21 上主為了自己的仁義,本來願意把法律發揚廣大,
De HEERE had lust aan hem, om Zijner gerechtigheid wil; Hij maakte hem groot door de wet, en Hij maakte hem heerlijk.
22 但這民族遭受了洗劫和搶掠,被束縛於桎梏之中,隱伏於監獄之內;他們成了搶掠之物,而無人搭救;受人劫奪,而無人敢說:「交出來!」
Maar nu is het een beroofd en geplunderd volk; zij zijn allen verstrikt in de holen, en verstoken in de gevangenhuizen; zij zijn tot een roof geworden, en er is niemand, die ze redt; tot een plundering, en niemand zegt: Geeft ze weder.
Wie onder ulieden neemt zulks ter oren? Wie merkt op en hoort, wat hierna zijn zal?
24 是誰把雅各伯交付給搶掠者﹖是誰將以色列交給了劫奪者﹖不是他們所得罪的,不肯行他的道路,不肯聽從他的法律的那位上主嗎﹖
Wie heeft Jakob tot een plundering overgegeven, en Israel den rovers? Is het niet de HEERE, Hij, tegen Wien wij gezondigd hebben? Want zij wilden niet wandelen in Zijn wegen, en zij hoorden niet naar Zijn wet.

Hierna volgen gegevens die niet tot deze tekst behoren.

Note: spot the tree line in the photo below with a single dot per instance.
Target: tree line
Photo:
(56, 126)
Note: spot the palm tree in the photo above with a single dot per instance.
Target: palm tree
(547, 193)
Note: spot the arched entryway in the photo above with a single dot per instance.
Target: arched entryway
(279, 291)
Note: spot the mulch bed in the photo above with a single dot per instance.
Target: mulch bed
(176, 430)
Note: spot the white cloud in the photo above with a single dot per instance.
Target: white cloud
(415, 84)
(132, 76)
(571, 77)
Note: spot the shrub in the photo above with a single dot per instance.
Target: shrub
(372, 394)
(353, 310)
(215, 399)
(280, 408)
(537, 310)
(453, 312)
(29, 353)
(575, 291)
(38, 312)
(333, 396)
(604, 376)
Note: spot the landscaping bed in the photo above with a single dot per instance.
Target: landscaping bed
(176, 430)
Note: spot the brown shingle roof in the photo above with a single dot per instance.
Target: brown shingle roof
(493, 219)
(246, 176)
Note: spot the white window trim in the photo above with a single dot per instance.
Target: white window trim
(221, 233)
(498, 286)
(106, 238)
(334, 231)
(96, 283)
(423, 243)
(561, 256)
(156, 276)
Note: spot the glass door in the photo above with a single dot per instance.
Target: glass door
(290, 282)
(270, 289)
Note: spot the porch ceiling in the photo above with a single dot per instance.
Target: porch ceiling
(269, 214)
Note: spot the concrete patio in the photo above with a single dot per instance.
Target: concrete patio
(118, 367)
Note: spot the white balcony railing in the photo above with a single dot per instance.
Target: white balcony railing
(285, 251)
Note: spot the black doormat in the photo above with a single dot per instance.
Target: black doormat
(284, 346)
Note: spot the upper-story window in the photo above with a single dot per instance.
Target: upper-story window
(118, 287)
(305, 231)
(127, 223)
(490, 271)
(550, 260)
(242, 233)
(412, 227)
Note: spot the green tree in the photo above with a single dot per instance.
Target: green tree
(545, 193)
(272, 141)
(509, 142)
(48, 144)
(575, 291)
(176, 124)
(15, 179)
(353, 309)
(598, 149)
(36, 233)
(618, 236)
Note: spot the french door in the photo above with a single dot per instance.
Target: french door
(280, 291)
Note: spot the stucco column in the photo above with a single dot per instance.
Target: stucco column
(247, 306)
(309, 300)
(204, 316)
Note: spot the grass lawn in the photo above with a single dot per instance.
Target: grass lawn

25 因此他在這民族身上發洩了自己的烈怒和戰火;火已在她四周燒起,她仍不理會,已燃燒著她,她仍未放在心上。
Daarom heeft Hij over hen uitgestort de grimmigheid Zijns toorns en de macht des oorlogs; en Hij heeft ze rondom in vlam gezet, doch zij merken het niet; en Hij heeft ze in brand gestoken, doch zij nemen het niet ter harte.